Setiap kali Adi duduk
menghadap jendela, ia selalu menceritakan apa saja yang dilihatnya di
luar sana kepada rekan sekamarnya. Bahwa jendela itu menghadap taman di
tepi danau. Air danau yang jernih itu sesekali berpendar-pendar indah
lantaran gerakan kaki-kaki kawanan angsa yang berenang hilir mudik.
Sambil memejamkan matanya Joni membayangkan betapa indahnya pemandangan
itu. Setiap hari cerita selalu berganti-ganti, sehingga Joni amat
terhibur.

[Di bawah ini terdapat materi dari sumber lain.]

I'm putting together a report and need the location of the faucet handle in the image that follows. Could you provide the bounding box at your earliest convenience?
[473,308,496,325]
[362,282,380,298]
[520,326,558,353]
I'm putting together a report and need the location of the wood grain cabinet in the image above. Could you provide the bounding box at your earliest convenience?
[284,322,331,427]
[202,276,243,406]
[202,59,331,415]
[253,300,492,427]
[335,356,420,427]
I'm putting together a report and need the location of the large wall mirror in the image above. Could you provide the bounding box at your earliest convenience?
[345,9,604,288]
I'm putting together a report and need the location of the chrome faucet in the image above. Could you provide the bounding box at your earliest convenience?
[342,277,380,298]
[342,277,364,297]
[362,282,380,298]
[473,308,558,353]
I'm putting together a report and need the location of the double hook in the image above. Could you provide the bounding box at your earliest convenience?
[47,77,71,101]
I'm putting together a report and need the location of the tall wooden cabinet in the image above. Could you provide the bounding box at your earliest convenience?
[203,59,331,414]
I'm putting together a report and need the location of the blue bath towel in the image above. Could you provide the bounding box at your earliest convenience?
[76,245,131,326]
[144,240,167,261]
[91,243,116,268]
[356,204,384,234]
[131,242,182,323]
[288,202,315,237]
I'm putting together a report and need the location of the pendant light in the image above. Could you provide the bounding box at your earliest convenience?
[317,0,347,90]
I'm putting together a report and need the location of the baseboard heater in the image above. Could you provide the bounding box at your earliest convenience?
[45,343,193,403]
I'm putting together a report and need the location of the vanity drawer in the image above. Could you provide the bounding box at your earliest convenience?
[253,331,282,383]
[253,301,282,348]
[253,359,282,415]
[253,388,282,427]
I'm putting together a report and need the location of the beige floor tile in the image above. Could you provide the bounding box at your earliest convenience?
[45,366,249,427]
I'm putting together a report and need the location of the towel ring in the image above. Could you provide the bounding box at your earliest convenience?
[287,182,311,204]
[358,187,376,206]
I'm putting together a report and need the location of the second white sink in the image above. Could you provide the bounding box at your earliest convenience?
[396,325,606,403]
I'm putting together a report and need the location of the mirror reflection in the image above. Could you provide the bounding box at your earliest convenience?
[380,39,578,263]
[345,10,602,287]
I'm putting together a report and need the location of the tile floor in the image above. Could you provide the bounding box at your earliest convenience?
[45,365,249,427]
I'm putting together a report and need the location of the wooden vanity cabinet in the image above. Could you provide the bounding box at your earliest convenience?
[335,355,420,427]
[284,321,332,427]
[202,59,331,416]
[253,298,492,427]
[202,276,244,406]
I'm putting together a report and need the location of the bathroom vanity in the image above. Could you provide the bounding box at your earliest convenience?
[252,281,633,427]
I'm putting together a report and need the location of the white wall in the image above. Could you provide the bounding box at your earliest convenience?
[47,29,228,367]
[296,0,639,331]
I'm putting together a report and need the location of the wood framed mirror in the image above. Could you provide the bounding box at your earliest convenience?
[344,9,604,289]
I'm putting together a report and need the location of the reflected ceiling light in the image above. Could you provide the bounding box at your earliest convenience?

Meski hanya satu jam, semua itu mampu memperkaya batinnya.
Tiba-tiba pikiran jahat melintas di benak Joni. Mengapa hanya temannya
saja yang boleh melihat indahnya dunia, sementara dirinya tergolek tak
berdaya. Ini tidak adil!
Sejak saat itu hari demi hari pikiran Joni dihantui rasa iri. Ia bertekad suatu saat harus berada di dekat jendela. Malam itu Adi batuk-batuk. Cairan bercampur darah keluar dari mulut dan hidungnya. Napasnya terengah menahan sakit. Di keremangan malam, Joni melirik betapa sang teman sedang bertarung melawan maut. Toh, si Joni tak bergerak sedikit pun meraih tombol belnya untuk memanggil perawat. Padahal, ia bisa melakukan. Tidak sampai lima menit, bunyi batuk-batuk hilang. Suasana kamar yang gelap itu senyap.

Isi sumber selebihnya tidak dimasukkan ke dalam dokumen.